Azure PD refuses to detach, causing downtime for data100
Summary
On February 5, 2018, a PR was merged into the production cluster for Data 100. The CI got as far as running helm upgrade but the hub’s persistent volume would not detach from the old hub. The new hub pod had to wait on the hub-db-dir volume and so would not start. The persistent volume claim was ultimately deleted. The subsequent helm upgrade created a new volume and a new hub pod was able to start.
Timeline
2018-02-05 20:57
A PR for data100 is merged.
21:20
Towards the end of the build, the upgrade fails because the new hub pod does not start up. The hub-db-dir volume remains bound to the old hub pod which is stuck in a Terminating state.
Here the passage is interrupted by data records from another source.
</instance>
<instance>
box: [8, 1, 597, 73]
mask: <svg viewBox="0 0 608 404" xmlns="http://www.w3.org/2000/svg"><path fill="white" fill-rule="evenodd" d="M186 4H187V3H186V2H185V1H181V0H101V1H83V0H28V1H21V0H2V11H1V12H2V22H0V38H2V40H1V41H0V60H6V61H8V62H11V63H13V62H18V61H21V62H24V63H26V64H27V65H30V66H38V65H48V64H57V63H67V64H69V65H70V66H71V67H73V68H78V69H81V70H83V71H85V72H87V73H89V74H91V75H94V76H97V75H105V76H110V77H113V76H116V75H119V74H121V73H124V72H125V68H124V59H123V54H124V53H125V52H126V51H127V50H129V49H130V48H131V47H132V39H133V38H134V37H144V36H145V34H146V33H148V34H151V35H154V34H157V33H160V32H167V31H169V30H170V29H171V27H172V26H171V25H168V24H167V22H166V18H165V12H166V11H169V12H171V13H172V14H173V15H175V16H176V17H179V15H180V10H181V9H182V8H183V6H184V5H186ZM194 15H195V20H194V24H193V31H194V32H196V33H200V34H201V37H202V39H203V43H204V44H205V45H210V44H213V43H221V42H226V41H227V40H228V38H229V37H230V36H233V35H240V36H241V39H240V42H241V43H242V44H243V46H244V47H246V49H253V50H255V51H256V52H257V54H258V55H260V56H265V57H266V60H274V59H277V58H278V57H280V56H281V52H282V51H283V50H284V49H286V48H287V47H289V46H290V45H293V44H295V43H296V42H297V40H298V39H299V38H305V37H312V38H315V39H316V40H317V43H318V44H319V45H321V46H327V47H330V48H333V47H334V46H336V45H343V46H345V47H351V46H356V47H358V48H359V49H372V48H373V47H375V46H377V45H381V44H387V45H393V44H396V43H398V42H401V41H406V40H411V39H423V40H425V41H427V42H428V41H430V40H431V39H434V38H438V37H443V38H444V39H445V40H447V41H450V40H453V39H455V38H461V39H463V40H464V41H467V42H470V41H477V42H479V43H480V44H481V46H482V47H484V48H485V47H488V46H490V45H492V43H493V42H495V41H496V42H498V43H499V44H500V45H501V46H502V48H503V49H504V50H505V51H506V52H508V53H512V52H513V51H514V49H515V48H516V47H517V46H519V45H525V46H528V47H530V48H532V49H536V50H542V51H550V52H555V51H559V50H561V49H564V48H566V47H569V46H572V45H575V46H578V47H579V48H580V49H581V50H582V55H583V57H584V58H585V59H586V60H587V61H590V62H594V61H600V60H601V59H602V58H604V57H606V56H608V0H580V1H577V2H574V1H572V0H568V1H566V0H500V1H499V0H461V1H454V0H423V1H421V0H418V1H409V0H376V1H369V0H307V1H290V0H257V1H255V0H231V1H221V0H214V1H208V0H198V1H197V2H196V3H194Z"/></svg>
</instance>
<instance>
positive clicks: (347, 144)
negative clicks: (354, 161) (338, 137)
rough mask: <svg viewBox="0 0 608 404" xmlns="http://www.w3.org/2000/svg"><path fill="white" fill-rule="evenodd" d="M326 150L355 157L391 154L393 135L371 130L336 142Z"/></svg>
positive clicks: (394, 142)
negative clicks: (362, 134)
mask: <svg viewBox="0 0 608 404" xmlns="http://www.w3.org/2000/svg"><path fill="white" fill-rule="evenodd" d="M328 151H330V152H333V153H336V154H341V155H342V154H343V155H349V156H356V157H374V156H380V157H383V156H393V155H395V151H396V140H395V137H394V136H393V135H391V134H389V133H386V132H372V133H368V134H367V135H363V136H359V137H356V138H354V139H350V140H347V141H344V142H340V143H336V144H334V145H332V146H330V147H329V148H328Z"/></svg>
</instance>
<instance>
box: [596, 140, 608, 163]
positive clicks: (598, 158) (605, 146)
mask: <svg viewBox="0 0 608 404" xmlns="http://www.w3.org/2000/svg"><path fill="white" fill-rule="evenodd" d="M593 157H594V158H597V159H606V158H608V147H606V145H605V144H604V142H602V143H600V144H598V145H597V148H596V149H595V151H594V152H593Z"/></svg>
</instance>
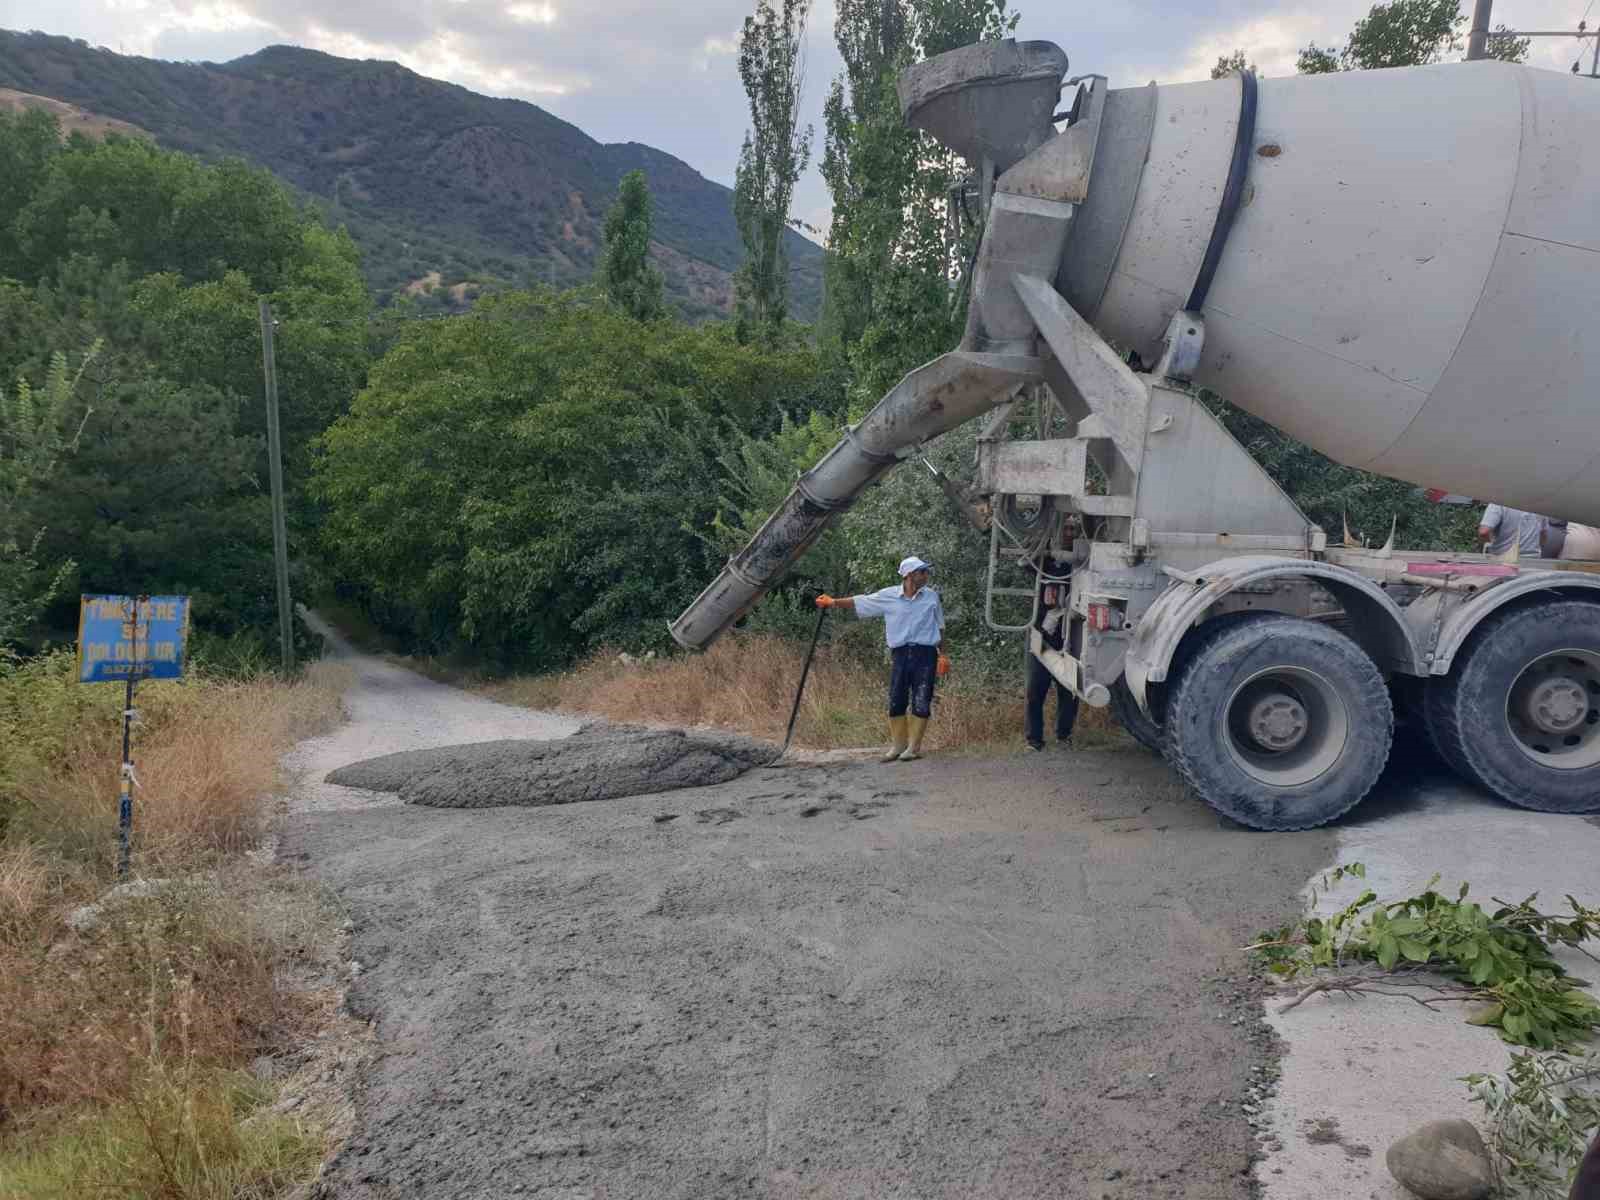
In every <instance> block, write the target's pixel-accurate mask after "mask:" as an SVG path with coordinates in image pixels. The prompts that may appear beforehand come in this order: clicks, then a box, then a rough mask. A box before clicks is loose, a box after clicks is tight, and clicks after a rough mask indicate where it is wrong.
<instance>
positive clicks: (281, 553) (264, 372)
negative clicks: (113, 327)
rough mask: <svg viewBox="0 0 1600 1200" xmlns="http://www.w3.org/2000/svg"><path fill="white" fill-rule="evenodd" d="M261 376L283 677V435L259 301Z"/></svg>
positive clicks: (292, 642)
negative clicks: (265, 391)
mask: <svg viewBox="0 0 1600 1200" xmlns="http://www.w3.org/2000/svg"><path fill="white" fill-rule="evenodd" d="M261 373H262V378H264V381H266V390H267V472H269V474H270V477H272V558H274V563H275V565H277V576H278V643H280V650H282V656H283V674H285V675H288V674H290V672H291V670H294V616H293V608H291V602H290V538H288V530H286V525H285V520H283V434H282V432H280V429H278V365H277V358H275V357H274V350H272V306H270V304H267V301H266V298H262V301H261Z"/></svg>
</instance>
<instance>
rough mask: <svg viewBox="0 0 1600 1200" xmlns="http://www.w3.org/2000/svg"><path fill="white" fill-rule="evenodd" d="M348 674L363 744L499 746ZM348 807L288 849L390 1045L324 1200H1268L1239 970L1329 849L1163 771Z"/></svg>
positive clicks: (809, 775)
mask: <svg viewBox="0 0 1600 1200" xmlns="http://www.w3.org/2000/svg"><path fill="white" fill-rule="evenodd" d="M355 662H357V672H358V675H357V686H355V688H354V690H352V696H350V701H349V707H350V712H352V723H350V726H347V728H346V730H344V731H341V734H338V736H336V739H342V741H341V742H339V744H342V746H347V747H354V746H357V744H360V746H373V747H374V749H403V746H405V738H408V736H418V738H422V739H427V741H443V738H438V739H435V738H434V734H435V733H437V731H440V730H450V731H451V733H453V734H454V736H453V738H450V741H472V739H483V738H490V736H506V734H496V733H494V731H491V730H483V731H475V722H477V718H478V715H483V717H486V720H490V722H502V720H507V717H506V715H504V714H496V712H493V709H494V706H488V709H485V707H482V701H477V699H472V698H467V696H462V694H459V693H451V691H450V690H440V688H435V686H432V685H422V686H418V685H414V683H411V682H406V680H405V678H402V675H403V672H402V674H397V672H395V670H394V669H392V667H382V666H381V664H371V662H370V661H366V659H357V661H355ZM528 718H530V720H534V715H533V714H528ZM389 720H394V722H397V723H398V725H400V726H402V730H400V731H397V730H389V728H386V722H389ZM522 736H538V734H526V733H525V734H522ZM397 742H398V744H397ZM414 744H419V742H414ZM355 757H360V755H357V754H350V755H349V757H347V758H346V762H349V760H352V758H355ZM302 758H309V760H318V762H323V763H328V766H333V765H334V763H331V762H328V746H322V747H320V749H315V750H314V752H310V754H307V755H302ZM342 790H344V789H338V787H336V786H333V784H315V786H310V787H309V790H307V794H306V795H304V797H302V798H296V800H294V803H293V810H294V811H293V813H291V816H290V818H288V821H286V822H285V830H283V843H282V851H283V854H285V856H286V858H288V859H290V861H294V862H299V864H302V866H304V867H306V869H307V870H310V872H314V874H315V875H318V877H320V878H323V880H326V882H328V883H330V885H333V886H334V888H336V890H338V891H339V894H341V896H342V898H344V901H346V902H347V906H349V909H350V912H352V915H354V918H355V926H357V928H355V934H354V938H355V949H354V954H355V957H357V958H358V960H360V963H362V971H360V974H358V978H357V981H355V984H354V990H352V1005H354V1006H355V1010H357V1011H358V1013H360V1014H363V1016H370V1018H371V1019H373V1021H374V1024H376V1029H378V1037H379V1043H381V1050H379V1053H378V1056H376V1059H374V1061H373V1064H371V1066H370V1067H368V1070H366V1075H365V1078H363V1082H362V1088H360V1093H358V1096H357V1112H358V1117H357V1130H355V1134H354V1136H352V1139H350V1141H349V1142H347V1146H346V1147H344V1150H342V1152H341V1154H339V1155H338V1157H336V1160H334V1162H333V1163H331V1165H330V1168H328V1173H326V1178H325V1182H323V1194H325V1195H331V1197H349V1198H352V1200H355V1198H360V1200H366V1198H378V1197H464V1198H469V1197H506V1195H531V1197H547V1198H554V1197H629V1198H635V1197H637V1198H645V1197H685V1198H686V1197H696V1198H701V1197H734V1195H763V1197H963V1198H966V1197H997V1198H998V1197H1006V1198H1008V1200H1011V1198H1016V1197H1091V1198H1094V1197H1118V1198H1120V1197H1186V1198H1189V1200H1211V1198H1214V1200H1222V1198H1224V1197H1226V1198H1227V1200H1242V1198H1243V1197H1248V1195H1250V1194H1251V1189H1253V1181H1251V1176H1250V1157H1251V1154H1253V1149H1254V1138H1253V1133H1251V1130H1250V1125H1248V1123H1246V1120H1245V1115H1243V1114H1242V1110H1240V1107H1238V1106H1240V1101H1242V1098H1243V1094H1245V1090H1246V1086H1248V1085H1250V1082H1251V1080H1253V1078H1254V1074H1253V1072H1254V1070H1258V1069H1261V1067H1262V1066H1264V1064H1266V1062H1267V1061H1269V1059H1270V1054H1272V1050H1270V1034H1269V1030H1267V1029H1266V1027H1264V1026H1261V1024H1259V1022H1258V1019H1256V1014H1258V1013H1259V1006H1258V1002H1256V994H1254V989H1253V986H1251V984H1250V981H1248V979H1246V978H1245V976H1243V974H1242V971H1240V965H1242V963H1240V955H1238V954H1237V952H1235V947H1237V946H1240V944H1242V942H1243V941H1245V939H1246V938H1248V936H1250V934H1253V933H1254V931H1256V930H1259V928H1262V926H1266V925H1269V923H1272V922H1275V920H1277V918H1280V917H1282V914H1283V912H1285V910H1286V909H1288V907H1293V904H1294V896H1296V893H1298V890H1299V888H1301V885H1302V883H1304V880H1306V878H1307V877H1309V875H1312V874H1314V872H1315V870H1318V869H1320V867H1322V866H1325V864H1326V862H1328V861H1330V846H1331V835H1330V834H1326V832H1314V834H1291V835H1270V834H1246V832H1242V830H1238V829H1235V827H1230V826H1229V827H1224V824H1222V822H1219V821H1218V818H1216V816H1214V814H1213V813H1211V811H1210V810H1206V808H1203V806H1200V805H1198V803H1194V802H1192V800H1189V798H1187V797H1186V795H1184V792H1182V790H1181V789H1179V787H1176V786H1174V784H1173V781H1171V776H1170V773H1168V771H1166V768H1165V765H1163V763H1160V760H1157V758H1154V757H1150V755H1146V754H1142V752H1138V750H1126V752H1093V754H1091V752H1080V754H1046V755H1030V757H1027V758H1016V760H1010V758H1006V760H978V758H960V757H949V758H946V757H934V758H928V760H923V762H917V763H893V765H882V766H880V765H875V763H872V765H866V763H819V765H803V766H797V768H782V770H758V771H752V773H749V774H746V776H742V778H741V779H738V781H733V782H730V784H723V786H718V787H706V789H691V790H680V792H672V794H667V795H640V797H632V798H622V800H608V802H600V803H586V805H565V806H555V808H533V810H530V808H494V810H435V808H422V806H411V805H405V806H402V805H395V803H392V800H390V797H387V795H382V794H373V792H360V790H350V792H346V794H342V795H339V794H341V792H342ZM302 800H304V802H302Z"/></svg>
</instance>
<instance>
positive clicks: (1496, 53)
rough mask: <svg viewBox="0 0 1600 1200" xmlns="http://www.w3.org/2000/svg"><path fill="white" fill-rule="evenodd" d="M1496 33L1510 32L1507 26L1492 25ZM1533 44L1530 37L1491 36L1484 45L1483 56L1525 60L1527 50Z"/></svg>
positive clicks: (1527, 56)
mask: <svg viewBox="0 0 1600 1200" xmlns="http://www.w3.org/2000/svg"><path fill="white" fill-rule="evenodd" d="M1494 32H1496V34H1507V32H1510V27H1509V26H1494ZM1531 46H1533V38H1531V37H1491V38H1490V40H1488V42H1486V43H1485V46H1483V54H1485V58H1494V59H1499V61H1501V62H1526V61H1528V50H1530V48H1531Z"/></svg>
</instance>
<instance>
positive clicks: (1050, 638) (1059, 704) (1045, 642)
mask: <svg viewBox="0 0 1600 1200" xmlns="http://www.w3.org/2000/svg"><path fill="white" fill-rule="evenodd" d="M1064 594H1066V584H1061V586H1058V584H1045V595H1043V602H1045V619H1043V621H1042V622H1040V626H1038V632H1040V635H1042V637H1043V640H1045V645H1046V646H1048V648H1050V650H1061V646H1062V637H1061V634H1062V629H1064V626H1066V616H1067V610H1066V605H1064V603H1061V602H1059V600H1058V597H1062V598H1064ZM1026 654H1027V706H1026V709H1024V710H1022V736H1024V738H1026V739H1027V749H1029V750H1043V749H1045V696H1048V694H1050V685H1051V683H1054V685H1056V744H1058V746H1061V749H1064V750H1070V749H1072V725H1074V723H1075V722H1077V718H1078V698H1077V696H1074V694H1072V691H1070V690H1069V688H1067V685H1066V683H1062V682H1061V680H1058V678H1056V677H1054V675H1051V674H1050V667H1046V666H1045V664H1043V662H1040V661H1038V658H1037V656H1035V654H1034V651H1032V648H1027V651H1026Z"/></svg>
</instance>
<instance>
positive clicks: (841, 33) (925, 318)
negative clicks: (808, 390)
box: [822, 0, 1018, 403]
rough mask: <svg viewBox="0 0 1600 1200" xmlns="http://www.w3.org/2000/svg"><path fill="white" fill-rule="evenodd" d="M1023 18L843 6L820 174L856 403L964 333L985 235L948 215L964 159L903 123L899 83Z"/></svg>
mask: <svg viewBox="0 0 1600 1200" xmlns="http://www.w3.org/2000/svg"><path fill="white" fill-rule="evenodd" d="M1016 21H1018V16H1016V13H1013V11H1010V10H1008V6H1006V0H840V3H838V21H837V24H835V27H834V37H835V42H837V43H838V51H840V58H843V61H845V70H843V74H842V75H840V77H838V78H837V80H834V86H832V90H830V91H829V99H827V106H826V109H824V120H826V142H824V154H822V176H824V178H826V179H827V184H829V189H830V190H832V195H834V221H832V227H830V230H829V261H827V266H826V270H827V275H826V280H827V291H826V296H824V306H826V307H824V326H826V333H827V341H829V342H830V347H832V349H834V352H835V354H840V355H843V358H845V360H846V362H848V365H850V371H851V374H853V376H854V384H856V395H854V400H856V402H858V403H864V402H870V400H875V398H877V397H878V395H882V394H883V392H885V390H886V389H888V387H891V386H893V384H894V381H896V379H899V376H901V374H904V373H906V371H907V370H910V368H912V366H915V365H917V363H922V362H925V360H928V358H933V357H934V355H938V354H942V352H944V350H949V349H950V347H952V346H955V342H957V341H958V339H960V331H962V325H963V323H965V320H966V278H965V275H966V269H968V264H970V261H971V250H973V246H974V245H976V237H978V229H976V227H974V226H973V224H971V222H970V221H968V222H963V221H952V219H950V218H952V213H950V205H952V200H950V197H952V189H955V187H957V186H958V184H960V182H962V181H963V179H965V178H966V165H965V163H963V162H962V160H960V157H958V155H955V154H954V152H950V150H947V149H944V147H942V146H939V144H938V142H936V141H934V139H933V138H930V136H926V134H922V133H917V131H914V130H910V128H907V126H906V122H904V118H902V117H901V112H899V99H898V96H896V91H894V82H896V78H898V77H899V74H901V72H902V70H904V69H906V67H907V66H910V64H912V62H915V61H917V59H925V58H933V56H934V54H942V53H944V51H947V50H955V48H958V46H965V45H971V43H974V42H994V40H998V38H1003V37H1008V35H1010V34H1011V32H1013V30H1014V29H1016ZM955 216H958V213H957V214H955Z"/></svg>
The hub pod only completes termination when delete is passed a grace period of 0. The hub volume remains bound however.
21:30
CI is restarted but by the time helm is run, the hub-db-dir volume remains bound and cannot be attached to the new hub pod. Additionally, helm errors because the jupyterhub-internal ingress object cannot be found even though it does exist.
21:45
Since it cannot be determined what node the volume is bound to, the volume is deleted. The jupyterhub-internal ingress object is also deleted prior to restarting the CI build.
22:05
The hub comes up with a new hub-db-dir volume. CI fails due to the same jupyterhub-internal object error.
Conclusion
Azure was not able to detach the hub-db-dir azure disk from the hub pod. The pvc is deleted and the hub comes up on the next CI run.
Action items
Process
- Store the hub db in a cloud database to eliminate reliance on hub volume.
- Downgrade helm to 2.6.x to see if this fixes the helm upgrades.